I went to a Jesuit college. That was the first time I spent anything like substantial time around religious people who were not Mormons. Boise was just not that religious if you weren’t Mormon, especially in the LA hippie diaspora community we were a part of, and my family on both sides stayed super neutral about such things. I was out of the loop on religious stuff. Yet, in college, I did a ton of work in theology and most of it was Catholic theology. I always found the Bible fascinating, still do.
The New Testament is an amazing document. I still love so many things about it, even as someone who is not in any way remotely Christian, never has been, never will be. But I came to that testament to Jesus’ life, death, and resurrection through liberation theology, Gustavo Gutierrez in particular. (This theology was still alive on campus in the late-80s.) That is such a compelling Jesus. It’s a reminder of what’s in the New Testament itself, rather than in the canon and all the Reformations: J.C. refused any and all political authority in the name of the poor, of the nameless, of those for whom there is no witness. Accepted death of the worst sort precisely to make the poor, nameless, and without witness visible to God and to us. He modeled witnessing and making visible for others. Or so he hoped (sad to see what two millennia have done to that model).
You don’t have to believe in God to think hard about that and what it asks us to ask of ourselves.

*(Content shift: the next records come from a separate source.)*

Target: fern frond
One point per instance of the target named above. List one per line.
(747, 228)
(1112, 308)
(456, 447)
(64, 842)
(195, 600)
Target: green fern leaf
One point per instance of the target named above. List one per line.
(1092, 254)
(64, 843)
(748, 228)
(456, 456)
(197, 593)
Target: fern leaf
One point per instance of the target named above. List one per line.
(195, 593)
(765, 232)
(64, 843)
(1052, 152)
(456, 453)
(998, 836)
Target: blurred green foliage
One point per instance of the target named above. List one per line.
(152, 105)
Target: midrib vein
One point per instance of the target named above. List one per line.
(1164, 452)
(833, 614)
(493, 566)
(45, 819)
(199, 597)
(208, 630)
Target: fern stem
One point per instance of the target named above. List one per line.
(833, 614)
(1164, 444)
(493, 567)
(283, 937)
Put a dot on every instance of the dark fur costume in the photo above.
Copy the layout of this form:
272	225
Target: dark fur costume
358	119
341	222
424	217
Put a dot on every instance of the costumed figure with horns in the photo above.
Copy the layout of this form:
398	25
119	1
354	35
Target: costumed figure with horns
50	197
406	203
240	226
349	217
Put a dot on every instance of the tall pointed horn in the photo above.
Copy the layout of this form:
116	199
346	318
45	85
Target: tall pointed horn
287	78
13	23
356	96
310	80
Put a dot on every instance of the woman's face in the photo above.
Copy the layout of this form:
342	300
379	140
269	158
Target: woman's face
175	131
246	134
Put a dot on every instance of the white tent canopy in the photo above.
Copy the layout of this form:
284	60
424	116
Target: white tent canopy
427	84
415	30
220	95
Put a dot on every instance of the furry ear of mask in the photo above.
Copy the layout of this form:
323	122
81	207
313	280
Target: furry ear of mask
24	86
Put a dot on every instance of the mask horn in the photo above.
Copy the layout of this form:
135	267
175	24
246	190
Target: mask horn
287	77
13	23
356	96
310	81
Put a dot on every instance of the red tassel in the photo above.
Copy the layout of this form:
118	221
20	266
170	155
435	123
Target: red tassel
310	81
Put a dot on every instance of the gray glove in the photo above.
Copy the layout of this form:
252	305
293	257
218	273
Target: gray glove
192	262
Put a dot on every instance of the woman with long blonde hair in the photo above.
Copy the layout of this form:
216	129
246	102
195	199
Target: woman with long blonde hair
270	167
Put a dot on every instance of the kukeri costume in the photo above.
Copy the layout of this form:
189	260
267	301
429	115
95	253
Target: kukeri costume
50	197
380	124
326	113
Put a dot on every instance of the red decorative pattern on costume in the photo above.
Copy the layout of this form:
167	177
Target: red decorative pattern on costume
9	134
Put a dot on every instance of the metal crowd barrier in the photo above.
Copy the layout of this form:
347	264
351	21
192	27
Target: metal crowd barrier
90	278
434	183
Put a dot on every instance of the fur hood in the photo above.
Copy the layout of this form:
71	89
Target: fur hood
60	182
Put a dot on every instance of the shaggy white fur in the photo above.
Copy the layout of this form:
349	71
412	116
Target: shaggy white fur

From that, I took a sense of politics and the political as a college student. And the simultaneity of sin and possibility of forgiveness to say, as it did for Gutierrez and many others, that our failures to witness and act are part of our very being, but that the move to witness and make visible is its own kind of redemption. Not of my self as a self (the Protestants perverted this so much), but of the world we share. We’re redeemed as a world as we make visible and reckon with the pain and loss that our lack of witness to the nameless, of having been consigned to the nameless, has made in the world. It’s a revolutionary idea. It’s a revolutionary command, a command to revolution. Liberation in theology.
I remember working with Prof. Jud Shaver. He was a quiet mentor in many things for me at Seattle U, especially around this stuff. He and I read Jean-Bertrand Aristide’s In the Parish of the Poor when Orbis first published it, at the beginning of my senior year. We talked on the phone about it over my first year of graduate school, too, because I didn’t know anyone interested in Aristide or liberation theology – all my friends were non-religious, and no one seemed particularly interested in exploring the meaning of theology in a secular context (one of the virtues of liberation theology, I would say). Forever grateful to Prof. Shaver for opening up these ways of thinking about religious thought for the non-religious.
Back to the beginning: my grandfather and I talked about this stuff on the phone from time to time. He wanted me to come to the church, in the kindest way. He definitely thought Seattle U would do that (but misunderstood how deeply the Jesuits embed skepticism … they want you to come to faith through doubt, not conviction), and did his part with quiet pleading. But he also told me this: the eucharist is a ritual repetition of that witnessing. And he himself, up until his death, helped bring these rituals to the homebound and those unable to leave nursing homes for religious services. If you believe in the power of symbols as a part of life, not an abridgment of it, then you can see what he means. It was for him the service of witness to the invisible among us – we really do forget about the aged in this country. You just disappear when you age. He didn’t want that and saw his church work as an extension of justice, making visible.
I try to think about this kind of thing on Easter mornings. Silent time to think and write a bit. So I wrote this on a quiet morning today, which is Easter.